The mice were perfused with a solution containing 2% PFA and 2.5% glutaraldehyde fixative. The collected SC was fixed with 3% glutaraldehyde for 2 h and then washed three times with 0.1 PBS. Afterward, it was fixed with 1% osmic acid and washed three times with 0.1 PBS. After dehydration, the tissues were embedded in epoxy resin. Ultrathin sections were then prepared by a Reichert ultramicrotome with a diamond-tipped knife, contrasted with uranyl acetate and lead citrate. The sections were then viewed under an electron microscope (EM) (LEO 906; Carl-Zeiss) at 80 kV. Five fields of view were selected randomly in each section. G-ratio (the ratio of the axonal diameter to the total fiber diameter) was evaluated according to the protocols mentioned in previous reports.^22,25

Luxol fast blue (LFB) staining

To evaluate myelin, SC slides underwent Luxol fast blue (LFB) staining (Sigma-Aldrich, USA) following a previously established protocol.²⁴ After deparaffinization and rehydration, SC sections were incubated overnight in LFB solution (1% in 95% ethanol with 0.05% acetic acid; 60°C). For quantification blue color intensity as the myelinated regions were measured using a light microscope (Olympus CX310, Japan) set with a digital camera (Olympus, Japan) and Image J software. The myelination index (%) was measured as the size of myelinated regions in SC slides to the total area and multiplied by 100.

Statistical analysis

The sample size was determined based on extensive previous research on the mouse spinal cord. Aligning with methodologies from similar studies, we selected eight mice per group as optimal for the final evaluation, ensuring compliance with biological testing standards.^15,26 The obtained results of the current study were expressed as mean values ± standard error (Mean ± SD) and were analyzed using Graph Pad Prism (Version 6.01, CA, and the USA) and SPSS software version 20 (IBM, Armonk, NY). Comparison between the three studied groups was carried out by Kruskal-Wallis H test and one-way analysis of variance (ANOVA) test followed by Tukey post hoc tests. The significance is indicated by *p < 0.05, **p < 0.01, and ***p < 0.001.

Results

Characterization of the isolated OPCs exhibits immunoreactivity to certain markers and proving the status of cells

After cell isolation, the mixed neural stem cells were cultured to perform the OPC purification process (Figure 1(a)).
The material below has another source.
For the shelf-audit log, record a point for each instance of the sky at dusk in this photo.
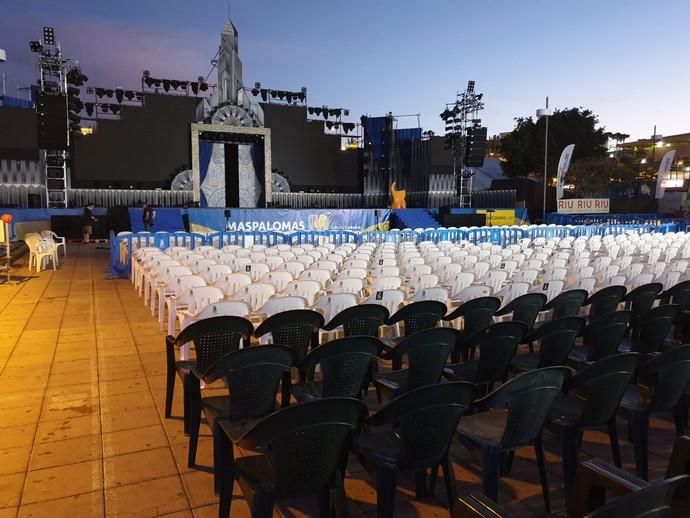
(625, 60)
Then, purified OPCs showed specific morphological characteristics of this cell lineage as follows: the cell bodies were round or spindle-shaped, and their protrusions were short or bead-like (Figure 1(b)). After examining OPCs inflammatory status, the results showed that there was a significant difference (p < 0.001) between LPS-OPCs and CPZ-OPCs in the levels of IL-1 in the cell culture supernatant. Figure 1(c) shows the IL-1 levels )pg/ml( in the OPCs isolated from inflammatory model (LPS; 17.60 ± 1.47) were higher than non-inflammatory cells (CPZ) (8.5 ± 0.57). In contrast to LPS-OPCs and CPZ-OPCs, Normal-OPCs did not exhibit detectable levels of IL1. As shown in Figure 1(d), compared to the Normal-OPCs (0.6 ± 0.1; p < 0.001) Sox10 relative expression was elevated in both LPS-isolated OPCs at 0.9 ± 0.03 and CPZ-isolated OPCs at 1.0 ± 0.04. Immunocytochemistry staining showed a positive result for the OPC-specific antigen, Olig2 and Pdgfr-α (Figure 2(a)–(d)). Immunocytochemistry staining of OPCs revealed OLIG2 was expressed in Normal-OPCs, CPZ-OPCs, and LPS-OPCs 83.9% ± 3.9, 83.7% ± 1.2, and 91.72% ± 1.8, respectively. Pdgfr-α which was a specific marker of OPCs, was also expressed in CPZ-OPCs (mean of positive rate: 95.48% ± 1.6) and was observed with a positive expression rate in LPS-OPCs (mean: 96.51% ± 1.7) and Normal-OPCs (mean: 93.63% ± 1.8).

Figure 1.

The observation of cell culture and the activation and inflammatory status of OPCs. (a) The cell culture of mixed neural stem cells after isolation (scale bar = 300 μm). (b) Purified OPCs showed specific morphological characteristics: cell bodies were round or spindle-shaped, and their protrusions were short or bead-like. Arrows indicate OPCs (scale bar = 100 μm). (c) The effects of two demyelination models, lipopolysaccharide (LPS) and cuprizone(CPZ), on the production of interleukin-1 B by extracted cells were assessed and were compared with Normal-OPCs; n = 5. (d) Quantitative real-time PCR for assessment of sox10 levels. n = 4.

Figure 2.

Characterization of the isolated OPCs. (a–d) The graphs describe the percentage of Olig2 (red) and Pdgfr-α (green) positive cells as OPC-specific antigens. Nuclei were stained with 4,6-diamidino-2-phenylindole (DAPI, blue); (scale bar = 20 μm).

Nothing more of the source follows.